A cyst can sit quietly under your skin for years without causing trouble. Problems start when the cyst wall ruptures internally. This doesn’t mean the cyst breaks through the skin surface. Instead, the thin sac tears inside, releasing keratin into the surrounding tissue. Your immune system treats that keratin like a foreign invader, triggering redness, swelling, tenderness, and sometimes significant pain. This is an inflammatory reaction, not necessarily an infection, though bacteria can take advantage of the situation and turn it into one.

An infected cyst looks similar to an abscess: the area becomes red, warm, and painful, and you may notice pus draining from the punctum. Squeezing or picking at a cyst is one of the most common ways to cause a rupture or introduce bacteria, which is why dermatologists strongly advise against it.

Treatment Options

Small, painless cysts that aren’t bothering you don’t require treatment. Many people live with them indefinitely without any issues. Treatment becomes relevant when a cyst is painful, inflamed, in a cosmetically sensitive area, or large enough to interfere with daily life.

Drainage

A doctor can make a small incision and squeeze out the contents, which provides quick relief if a cyst is swollen and uncomfortable. The downside is that drainage leaves the cyst wall intact beneath the skin. Because that lining keeps producing keratin, the cyst often refills over time. Drainage is best thought of as a temporary fix.

Surgical Excision

The only way to permanently remove a cyst is to take out the entire sac, lining and all. This is a minor outpatient procedure. After numbing the area with a local anesthetic, the doctor makes a small incision, removes the intact cyst in one piece, and closes the wound with stitches. The whole process typically takes 15 to 30 minutes. You’ll have a small scar, but the cyst is far less likely to return. When the sac is left behind, even partially, the cyst can fill right back up.

Timing Matters

If a cyst is actively inflamed or infected, most doctors prefer to treat the inflammation first, sometimes with antibiotics or drainage, and schedule excision for after things have calmed down. Removing an inflamed cyst is harder because the tissue is swollen and fragile, which increases the chance of leaving part of the wall behind.

What You Can Do at Home

If a cyst becomes tender or mildly inflamed, warm compresses are the standard home approach. Apply a warm, wet washcloth to the area for 20 to 30 minutes, three to four times a day. The warmth encourages circulation and can help the inflammation settle. Use water that’s comfortably warm, not hot enough to burn your skin.

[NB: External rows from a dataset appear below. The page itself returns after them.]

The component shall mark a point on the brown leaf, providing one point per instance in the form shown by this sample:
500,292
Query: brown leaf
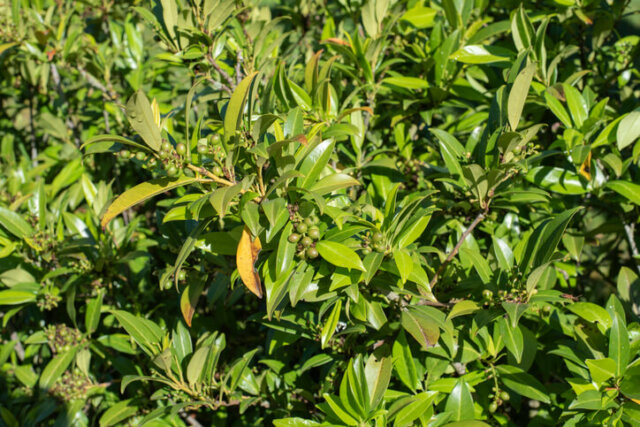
335,40
245,259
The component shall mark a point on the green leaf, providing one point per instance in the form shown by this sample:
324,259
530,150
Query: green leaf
333,182
518,94
92,315
145,332
196,364
417,407
503,253
140,117
314,163
513,339
14,297
420,16
522,383
339,255
591,313
378,375
421,325
478,261
235,107
601,369
460,402
577,105
619,349
462,308
406,82
14,223
142,192
403,362
558,180
482,54
56,367
340,411
628,129
330,325
627,189
404,263
557,109
630,386
117,413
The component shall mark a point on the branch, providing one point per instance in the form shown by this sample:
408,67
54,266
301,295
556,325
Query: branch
208,174
482,215
223,74
629,229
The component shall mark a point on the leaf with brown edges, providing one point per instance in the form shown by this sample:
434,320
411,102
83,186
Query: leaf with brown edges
246,257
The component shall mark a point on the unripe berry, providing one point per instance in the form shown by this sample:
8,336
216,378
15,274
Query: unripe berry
314,233
293,238
172,171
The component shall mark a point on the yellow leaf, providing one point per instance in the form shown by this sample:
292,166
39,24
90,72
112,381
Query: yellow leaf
585,169
245,259
155,109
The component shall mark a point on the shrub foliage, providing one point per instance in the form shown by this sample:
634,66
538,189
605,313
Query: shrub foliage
375,212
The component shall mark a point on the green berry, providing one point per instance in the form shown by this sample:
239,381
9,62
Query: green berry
314,233
172,171
293,238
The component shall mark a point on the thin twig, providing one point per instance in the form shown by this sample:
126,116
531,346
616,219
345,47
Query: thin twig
223,74
629,229
455,250
239,61
208,174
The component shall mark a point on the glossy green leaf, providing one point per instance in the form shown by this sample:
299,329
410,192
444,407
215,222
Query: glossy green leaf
142,192
339,255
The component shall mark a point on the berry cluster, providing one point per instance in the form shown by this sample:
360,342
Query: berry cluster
306,235
62,338
373,241
213,150
519,296
499,397
71,386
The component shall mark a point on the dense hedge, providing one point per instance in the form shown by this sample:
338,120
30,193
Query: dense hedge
380,212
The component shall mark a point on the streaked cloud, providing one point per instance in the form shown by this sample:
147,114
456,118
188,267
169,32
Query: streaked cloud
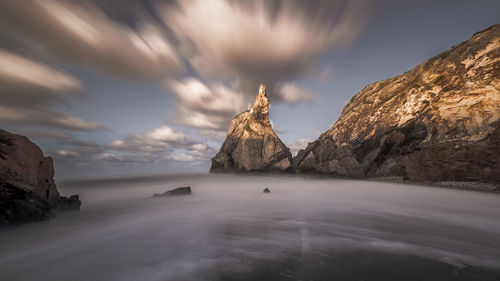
262,41
40,116
293,94
205,107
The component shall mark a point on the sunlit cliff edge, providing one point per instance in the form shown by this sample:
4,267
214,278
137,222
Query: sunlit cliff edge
435,123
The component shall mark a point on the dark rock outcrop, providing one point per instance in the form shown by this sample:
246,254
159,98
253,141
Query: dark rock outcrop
437,122
27,188
251,143
185,190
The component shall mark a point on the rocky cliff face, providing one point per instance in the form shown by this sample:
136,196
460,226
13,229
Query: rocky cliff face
27,188
437,122
251,143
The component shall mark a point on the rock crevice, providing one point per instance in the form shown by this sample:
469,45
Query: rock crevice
437,122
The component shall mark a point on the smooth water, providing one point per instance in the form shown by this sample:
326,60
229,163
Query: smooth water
305,229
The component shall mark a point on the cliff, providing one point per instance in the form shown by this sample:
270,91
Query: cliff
251,143
27,188
437,122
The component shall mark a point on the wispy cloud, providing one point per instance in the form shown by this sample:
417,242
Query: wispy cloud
262,41
81,33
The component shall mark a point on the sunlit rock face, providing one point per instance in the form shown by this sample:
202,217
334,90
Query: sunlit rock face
27,188
436,122
251,143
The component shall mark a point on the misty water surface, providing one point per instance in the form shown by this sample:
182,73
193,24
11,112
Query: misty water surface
305,229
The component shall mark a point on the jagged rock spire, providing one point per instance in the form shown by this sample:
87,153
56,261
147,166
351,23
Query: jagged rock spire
251,143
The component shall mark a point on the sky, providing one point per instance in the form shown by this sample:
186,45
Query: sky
111,88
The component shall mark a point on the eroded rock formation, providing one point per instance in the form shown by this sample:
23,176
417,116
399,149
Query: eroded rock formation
251,143
437,122
27,188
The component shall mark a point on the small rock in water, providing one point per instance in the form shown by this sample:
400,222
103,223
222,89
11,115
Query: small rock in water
69,203
185,190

Beyond that, the most important thing you can do is leave the cyst alone. Don’t squeeze it, scratch it, lance it, or try to drain it yourself. Puncturing a cyst at home can push existing infection deeper into the skin, trigger severe bleeding, or cause the internal wall to rupture, making the problem significantly worse. If a cyst is growing, painful, or showing signs of infection like redness and warmth, that’s the point where a doctor’s involvement makes the difference between a simple fix and a recurring problem.